Category Archives: python

Resolving problems with PIP after Upgrading to OS X El Capitan

After I upgraded my Mac to El Capitan, I was having some problems installing new packages. I was getting access denied errors when some packages tried to upgrade (and hence remove) existing packages.

For those not in virtualenvs, I had package installed to the default Python site packages directory (/Library/Python/2.7/site-packages in my case). This was causing problems because El Capitan included a new feature called System Integrity Protection (also called rootless) that prevents you (even as root via sudo) from modifying files in a number of system directories, which seemed to be affecting this.

Below are the steps I took to resolve the issue, which is a general outline for how you can resolve this issue for yourself:

  1. Capture a list of all packages you have installed. Use pip freeze > some-file-to-keep-results
  2. Disable System Integrity Protection, which involves rebooting into recovery mode (hold Command+R), launch a terminal, use the command csrutil disable and reboot back into normal mode.
  3. Uninstall all packages from pip. Use pip freeze | xargs sudo pip uninstall -y or uninstall the package manually.
  4. Ensure that all the packages in the system site-packages directory are gone (/Library/Python/2.7/site-packages), remove any remaining packages manually.
  5. Re-enable System Integrity Protection using the same procedure as #2, with the csrutil enable command
  6. Once again rebooted in normal mode again, install a version of python that’s not the one that comes with OS X. brew install python will do that if you have the Homebrew package manager installed. This is better for development uses for Python anyway.
  7. Install pip manually by downloading the get-pip.py file from the link, and running it with python get-pip.py. You can also install pip via Homebrew, but there are some reasons to do it the manual way.
  8. Finally, and this might not be required in your case, pip still wasn’t available via the shell, so I needed to manually create a command to invoke it. I created a script pip in /usr/local/bin and made it invoke the pip package:
    #!/bin/bash
    python /usr/local/Cellar/python/2.7.10_2/Frameworks/Python.framework/Versions/2.7/lib/python2.7/site-packages/pip/__main__.py $@
    

    Finally, I modified the script to executable with chmod uga+x pip.

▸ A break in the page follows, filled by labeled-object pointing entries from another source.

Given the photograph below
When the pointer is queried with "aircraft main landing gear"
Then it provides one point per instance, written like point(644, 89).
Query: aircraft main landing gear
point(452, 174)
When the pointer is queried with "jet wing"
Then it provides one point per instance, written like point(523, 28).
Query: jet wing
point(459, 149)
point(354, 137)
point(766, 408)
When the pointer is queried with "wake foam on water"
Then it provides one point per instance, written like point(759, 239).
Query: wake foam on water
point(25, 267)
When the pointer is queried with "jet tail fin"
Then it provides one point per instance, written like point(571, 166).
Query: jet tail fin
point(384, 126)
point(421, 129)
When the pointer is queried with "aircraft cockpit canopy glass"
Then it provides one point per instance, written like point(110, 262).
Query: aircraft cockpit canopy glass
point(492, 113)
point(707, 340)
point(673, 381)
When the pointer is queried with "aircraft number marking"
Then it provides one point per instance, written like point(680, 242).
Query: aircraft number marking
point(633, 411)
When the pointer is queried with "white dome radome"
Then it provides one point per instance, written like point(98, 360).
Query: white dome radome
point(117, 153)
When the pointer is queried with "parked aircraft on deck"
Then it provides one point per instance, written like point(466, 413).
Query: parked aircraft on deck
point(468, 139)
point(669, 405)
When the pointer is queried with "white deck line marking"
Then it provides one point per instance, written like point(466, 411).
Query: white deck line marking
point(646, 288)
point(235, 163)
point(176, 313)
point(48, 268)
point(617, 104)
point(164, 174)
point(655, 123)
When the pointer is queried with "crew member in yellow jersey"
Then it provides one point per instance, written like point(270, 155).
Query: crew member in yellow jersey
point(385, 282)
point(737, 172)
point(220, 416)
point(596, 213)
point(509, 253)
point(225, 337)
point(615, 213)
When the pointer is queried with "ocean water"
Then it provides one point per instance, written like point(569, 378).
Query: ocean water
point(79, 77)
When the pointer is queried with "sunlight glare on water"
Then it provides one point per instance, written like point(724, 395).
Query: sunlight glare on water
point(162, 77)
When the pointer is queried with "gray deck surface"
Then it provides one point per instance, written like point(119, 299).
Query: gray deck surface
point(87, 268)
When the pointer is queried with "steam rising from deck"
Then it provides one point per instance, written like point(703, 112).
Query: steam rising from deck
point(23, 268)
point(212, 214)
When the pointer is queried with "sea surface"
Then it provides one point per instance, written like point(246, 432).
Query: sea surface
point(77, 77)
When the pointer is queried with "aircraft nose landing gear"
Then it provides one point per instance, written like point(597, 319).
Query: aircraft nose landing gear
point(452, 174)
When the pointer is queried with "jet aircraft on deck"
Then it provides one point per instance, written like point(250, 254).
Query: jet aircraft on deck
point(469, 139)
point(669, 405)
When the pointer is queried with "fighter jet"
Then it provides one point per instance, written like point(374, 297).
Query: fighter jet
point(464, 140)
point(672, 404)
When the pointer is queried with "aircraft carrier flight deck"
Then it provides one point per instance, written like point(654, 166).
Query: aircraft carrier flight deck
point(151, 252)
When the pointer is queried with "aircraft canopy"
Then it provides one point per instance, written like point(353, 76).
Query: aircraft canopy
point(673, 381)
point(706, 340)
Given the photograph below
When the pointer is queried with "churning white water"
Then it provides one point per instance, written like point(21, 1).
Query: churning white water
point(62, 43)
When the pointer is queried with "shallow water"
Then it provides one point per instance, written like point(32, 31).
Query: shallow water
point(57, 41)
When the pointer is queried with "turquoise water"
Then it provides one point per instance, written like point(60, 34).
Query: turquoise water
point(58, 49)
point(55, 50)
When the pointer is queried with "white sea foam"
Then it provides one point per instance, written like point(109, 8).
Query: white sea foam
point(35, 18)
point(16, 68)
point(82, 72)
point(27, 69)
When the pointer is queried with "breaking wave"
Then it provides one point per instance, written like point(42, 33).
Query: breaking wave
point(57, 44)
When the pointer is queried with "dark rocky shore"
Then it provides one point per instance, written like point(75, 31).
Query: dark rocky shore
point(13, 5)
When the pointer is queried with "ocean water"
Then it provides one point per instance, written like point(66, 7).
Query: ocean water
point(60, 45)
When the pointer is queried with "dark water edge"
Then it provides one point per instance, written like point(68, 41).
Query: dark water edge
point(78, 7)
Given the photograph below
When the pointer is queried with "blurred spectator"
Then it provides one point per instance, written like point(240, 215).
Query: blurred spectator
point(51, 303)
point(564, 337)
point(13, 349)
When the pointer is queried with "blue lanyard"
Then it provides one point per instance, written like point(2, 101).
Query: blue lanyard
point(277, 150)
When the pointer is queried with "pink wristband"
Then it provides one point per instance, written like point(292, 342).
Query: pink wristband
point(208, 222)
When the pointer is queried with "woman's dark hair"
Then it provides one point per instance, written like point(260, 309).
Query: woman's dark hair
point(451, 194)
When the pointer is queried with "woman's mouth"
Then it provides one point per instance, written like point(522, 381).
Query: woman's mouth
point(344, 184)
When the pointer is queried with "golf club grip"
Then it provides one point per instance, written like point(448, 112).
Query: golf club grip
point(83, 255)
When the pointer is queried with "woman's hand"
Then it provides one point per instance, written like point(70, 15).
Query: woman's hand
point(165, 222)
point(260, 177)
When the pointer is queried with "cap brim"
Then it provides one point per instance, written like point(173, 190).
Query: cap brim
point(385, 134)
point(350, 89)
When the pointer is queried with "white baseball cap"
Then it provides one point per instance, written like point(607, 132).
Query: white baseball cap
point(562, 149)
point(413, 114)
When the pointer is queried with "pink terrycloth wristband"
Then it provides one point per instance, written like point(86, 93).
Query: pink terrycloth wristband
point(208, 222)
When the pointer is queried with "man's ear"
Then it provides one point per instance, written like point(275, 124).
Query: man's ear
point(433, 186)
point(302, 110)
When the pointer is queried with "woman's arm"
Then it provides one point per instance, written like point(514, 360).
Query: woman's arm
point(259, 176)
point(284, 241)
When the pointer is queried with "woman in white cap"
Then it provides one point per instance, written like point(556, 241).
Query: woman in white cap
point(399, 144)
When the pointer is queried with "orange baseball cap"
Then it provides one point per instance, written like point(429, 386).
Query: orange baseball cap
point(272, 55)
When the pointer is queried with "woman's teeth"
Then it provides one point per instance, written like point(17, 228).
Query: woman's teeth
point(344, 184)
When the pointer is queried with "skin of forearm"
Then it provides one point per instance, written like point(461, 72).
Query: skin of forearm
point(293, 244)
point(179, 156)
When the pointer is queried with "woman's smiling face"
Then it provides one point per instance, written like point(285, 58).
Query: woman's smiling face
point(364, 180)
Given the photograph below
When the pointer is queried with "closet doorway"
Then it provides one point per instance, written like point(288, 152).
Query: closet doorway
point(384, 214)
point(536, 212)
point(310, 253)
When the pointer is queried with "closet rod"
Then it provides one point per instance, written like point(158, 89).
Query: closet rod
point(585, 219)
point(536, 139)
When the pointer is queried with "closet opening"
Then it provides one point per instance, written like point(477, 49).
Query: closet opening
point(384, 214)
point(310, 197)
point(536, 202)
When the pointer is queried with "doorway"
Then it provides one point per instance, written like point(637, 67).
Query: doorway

  9. After pip is back in place and working, I re-installed the packages I previously had with pip install -r some-file-to-keep-results

    That’s it. Hopefully its at least that easy for you.

RESTful App Engine

Continuing with my trend of posting presentations I gave a while ago, last year at Twin Cities DevFest I gave a presentation about building RESTful JSON services on Google App Engine.

The presentation is designed to both explain the ideas of REST, including the following topics:

  • How REST differs from RPC-style APIs
  • The pros and cons of JSON versus XML
  • What HTTP verbs are appropriate for which operations, including PATCH witch is seen less often in the wild
  • What HTTP status codes should be used for which scenarios
  • Tools to use when developing RESTful APIs
  • Python Code examples implementing the same API in straight Webapp2, Google Cloud Endpoints, and Webapp2 + Pytracts

In the talk I introduce my JSON serialization library Pytracts (which was called ProtoPy at the time of the presentation).

Slides here and video of the presentation here. I’m planning on recording a screencast of the presentation so the audio quality is a bit better.

Data Migration on the App Engine Datastore

I gave a presentation a couple years ago at the Twin Cities DevFest conference and I’ve been meaning to post the slides.

The gist of the talk is that with web frameworks like Rails and Django, data migration is a feature of the data model tools. With App Engine Datastore (now Cloud Datastore) you have to do the work yourself. In the talk I give Python examples of how to update the NDB models, how to use deferred tasks and mapper/mapreduce jobs to update existing entities.

The slides are here:

http://documents.morlok.net/data-migration-on-the-appengine-datastore

I’m hoping to record myself giving the presentation soon.

Cleaning out old data from Google App Engine map reduce

If you’re on Google App Engine and you are looking for a way to do some work over a large set of data in the datastore, there’s a good chance you’ll turn to App Engine Mapreduce. Unfortunately the UI for this tool leaves something (much) to be desired.

The control screen looks something like this after you’ve run a few jobs, especially if you are running pipelines that have a lot of sub-pipelines. All of this is a pain to clean up, as you have to click cleanup next to each entry, and it even annoyingly prompts you with a dialog for each one.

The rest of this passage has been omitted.